# Damper closed or open???



## housetiger

Hello everyone! I am fixing to smoke ribs for the first time this Sunday for the big game. I have a Char-Broil Gas Smoker like this one http://www.charbroil.com/consumer/pr...10&Name=Series. I need to know how to control the damper on the top. I want to make sure that I don't ruin the ribs by them getting "smoked out" and tasting bitter from all the smoke. So my question is do I leave the damper closed or do I open it a certain amount? Thanks in advance!


----------



## jak757

First a caveat -- I'm a newbie myself, and I have never used that smoker.  But here is what I have read here.  

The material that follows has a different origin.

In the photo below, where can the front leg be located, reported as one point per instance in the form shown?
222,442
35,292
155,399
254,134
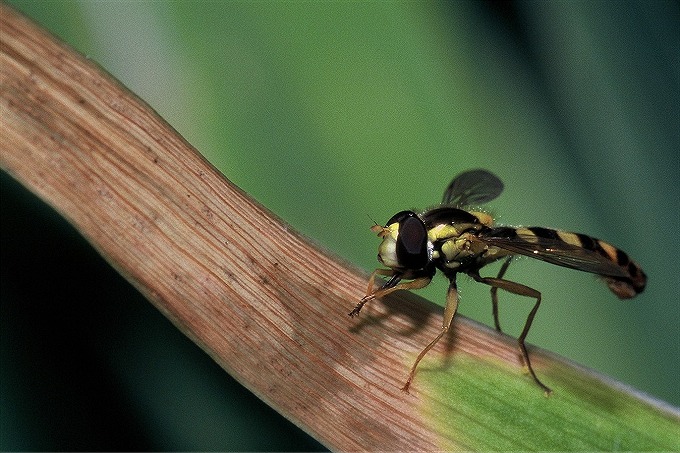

Most posts I've read say to keep the exhaust damper wide open, and control with the intake of the smoker (not sure if you can with yours or not).

Also, many, if not most here advocate the 3-2-1 method (or a similar variation).  Do a search for it, it may even be a sticky.

I'm sure other more experienced folks will add add their input.  This is a great place to learn.

Welcome to SMF!


----------



## csmith2884

I would say that since it is a propane smoker and holding the heat should not be a problem, that you want the top vent open all the way or near that. Let the smoke flow, mine leaks on top to let the smoke out. With yours I would control the smoke by amount of chips used.


----------



## csmith2884

With propane you need good air flow to the burner at all times or else the flame may go out with the gas still flowing....So if it has an adjustment vent on the bottom..I would say never use it anyplace but open all the way.


----------



## bassman

The exhaust vent should be all the way open.  You can use the bottom vents (if so equipped) to help control the fire.


----------



## housetiger

Thanks everyone for the quick responses. One more thing. When it comes to the wood chips, should I just fill the designated spot up with them or half or what? Also, I read somewhere else that using wood chunks is better when you are using a propane smoker. And lastly, how often should I change the wood chips/chunks?


----------



## coffee_junkie

I have a GOSM which is similar to your model. Everybody says to run the vents wide open, that is probably okay if you can maintain the temps you need. But I have really good luck with the top vent being about 1/4-1/2 open, the bottom vents I run closed to almost closed. The way I see it the bottom vents will control air flow to the burner, and also to the chips I think you want to choke the air supply to teh chips as much as you can to get a nice slow burn. This is how I do it to get the TBS we all are looking for (white smoke= bitter taste, thin blue smoke = holy goodness). As far as chips vs chunks, I use a mixture, I put as much chunks as I can fit then add some chips around them if there is room. You could probably get a way with just chunks, I have done it with good results. You will want to add chips when it quits smoking, there will be some charred wood in your chip pan, not ashes. It will be around every hour or so. Good luck and good smokin'.


----------



## pineywoods

I leave the top vent open and remember if you can smell the smoke so can the meat. You don't need to see the smoke a wisp once in awhile is nice. As far as wood consumption that depends on the size of the chip pan whether your using chips or chunks or a combination of them and what smoker temps your running. Add more or at least check the pan when you can't smell or see the smoke anymore


----------



## davidabrown

Thanks for all the useful information. I just started my smoke of a whole chicken and sardines. The smoker is running hot  255 degrees  and I need to lower to 200 or 210. I cut off the bottom vents on my BBQ Pro Vertical GAS smoker. I hope this will help. I left top vent open all the way. If anyone has any suggestion please post.


----------